2) Hair transplant surgery
If medication does not help with female pattern hair loss, hair transplant is the next solution for you.
This procedure can be effective in females:
- Who does not respond well to medical treatment
- With no significant cosmetic improvement
During hair transplants, tiny plugs of hair are removed from areas with thicker hair density, and hair transplantation is done in areas that are balding.
Although results from hair transplant surgery are often excellent and permanent to treat hair loss, minor scarring may occur from areas where hair is removed and there is a slight risk for skin infection.
3) What else can you do to reduce hair fall?

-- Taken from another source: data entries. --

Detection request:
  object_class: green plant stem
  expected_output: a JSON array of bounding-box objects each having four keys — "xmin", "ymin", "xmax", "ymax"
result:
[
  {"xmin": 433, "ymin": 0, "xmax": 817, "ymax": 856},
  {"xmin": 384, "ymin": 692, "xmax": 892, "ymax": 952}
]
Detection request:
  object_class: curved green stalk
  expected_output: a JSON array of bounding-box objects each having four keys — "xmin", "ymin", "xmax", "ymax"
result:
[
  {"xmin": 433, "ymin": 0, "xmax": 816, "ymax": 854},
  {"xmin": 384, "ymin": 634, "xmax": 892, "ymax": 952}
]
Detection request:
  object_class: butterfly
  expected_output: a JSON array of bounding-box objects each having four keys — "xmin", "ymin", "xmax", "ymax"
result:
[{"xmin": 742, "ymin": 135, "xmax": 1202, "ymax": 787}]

Having regular scalp massages to increase hair growth and improve blood flow can help stimulate hair growth.
Using oils such as coconut oils can improve hair health and strengthen hair strands for healthy hair.
It is also important to look into your diet to make sure you are eating enough protein.
As our hair is made mainly from protein, it needs enough of it to remain healthy and encourage regrowth.
Foods you can eat to improve your hair health include:
- fatty fishes
- sweet potatoes
- sweet peppers
- beans and soybeans
These tips may help you avoid preventable types of hair loss:
Remember to be gentle with your hair.
Use a detangler and avoid tugging when brushing and combing, especially when your hair is wet.
A wide-toothed comb might help prevent pulling out hair.
It is also common to lose hair when you use too many harsh hair treatments such as hot rollers, curling irons, bleaching, perming, and straightening your hair.
There are also hairstyles that cause tension on hair which results in thinning hair around the pulled areas.
You can choose silk scrunchies to prevent hair breakage that is often caused by rubber bands, barrettes, and braids.
We have all heard about how bad UVA and UVB rays can be on your skin but did you know it can also cause damage to your hair strands and hair follicles?
You can opt for spray-on sunscreen or wrap your hair in a silk scarf or wear a hat to protect it from direct sunlight.
Chlorine from swimming can damage your hair.
Remember to wet your hair before entering the pool to prevent your hair from absorbing more chlorine.
If you’re being treated with chemotherapy, ask your doctor about a cooling cap.
This cap can reduce your risk of losing hair during chemotherapy.